As found, the Stevens-Duryea Model R was the ideal candidate for a Great Race car. The original touring body (the only style offered on the four-cylinder Model R) was long gone, so it was not viable for a traditional restoration. But it did wear this spartan, lightweight speedster body while in the Pollard collection, making it a great choice to build into a competitive rally car. The race rules require period-correct components, so the Stevens runs a correct 20-hp four-cylinder mated to a 3-speed, progressive shift gearbox. The gearbox features a 1:1 3rd gear ratio, paired to a 3:1 rear differential. The tall gearing, tuned engine, and lightweight coachwork allowed the little 1905 Stevens to cruise at 70 mph!
Frank Kleptz added several interesting touches for long-distance rallying. These including a nozzle that sprays cooling water on the front of the radiator, an auxiliary fuel tank, and a twin spare wheel carrier. There’s a generous trunk for spares and luggage, along with a folding top and rudimentary side curtains should the weather turn ugly – which it usually does on the Great Race. Frank and David completed the build in time for the 1987 event, which set off from Disneyland in California, with David at the helm. The route following a southern path across Arizona, Texas, and Louisiana, finishing at Walt Disney World in Orlando, Florida – an epic journey of over 2,500 miles. The cheeky mouse radiator mascot is a nod to that event, though we’re not sure if that’s Mickey Mouse or Mighty Mouse!

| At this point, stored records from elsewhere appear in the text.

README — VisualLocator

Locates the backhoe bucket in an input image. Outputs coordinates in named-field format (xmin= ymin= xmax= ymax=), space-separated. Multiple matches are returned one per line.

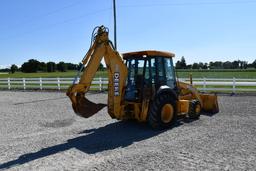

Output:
xmin=68 ymin=92 xmax=106 ymax=118
xmin=200 ymin=94 xmax=219 ymax=114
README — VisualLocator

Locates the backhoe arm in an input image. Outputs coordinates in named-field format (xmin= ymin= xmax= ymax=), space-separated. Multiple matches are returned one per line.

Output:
xmin=66 ymin=26 xmax=128 ymax=119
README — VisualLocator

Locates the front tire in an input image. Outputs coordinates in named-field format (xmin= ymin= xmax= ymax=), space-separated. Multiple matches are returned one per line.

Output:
xmin=147 ymin=94 xmax=177 ymax=129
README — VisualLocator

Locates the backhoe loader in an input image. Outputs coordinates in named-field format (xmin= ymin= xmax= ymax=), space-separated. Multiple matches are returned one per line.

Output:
xmin=66 ymin=25 xmax=219 ymax=129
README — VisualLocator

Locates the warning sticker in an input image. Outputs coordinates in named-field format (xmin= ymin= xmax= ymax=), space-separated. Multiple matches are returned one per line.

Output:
xmin=114 ymin=72 xmax=120 ymax=96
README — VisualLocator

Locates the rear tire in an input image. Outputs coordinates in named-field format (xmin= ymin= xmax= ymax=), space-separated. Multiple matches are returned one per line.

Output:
xmin=188 ymin=100 xmax=201 ymax=119
xmin=147 ymin=94 xmax=177 ymax=129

The plucky little Stevens Duryea went on to complete a second coast-to-coast run in the Great Race, and David reported it was always a dependable and steady runner. It has been several years since the Stevens last turned a wheel in the heat of competition, and while the engine has recently been test-fired and found to run quite well, additional sorting is required. Once dialed-in and refurbished, the small but mighty Stevens Duryea would undoubtedly be welcomed back to the starting line of the Great Race.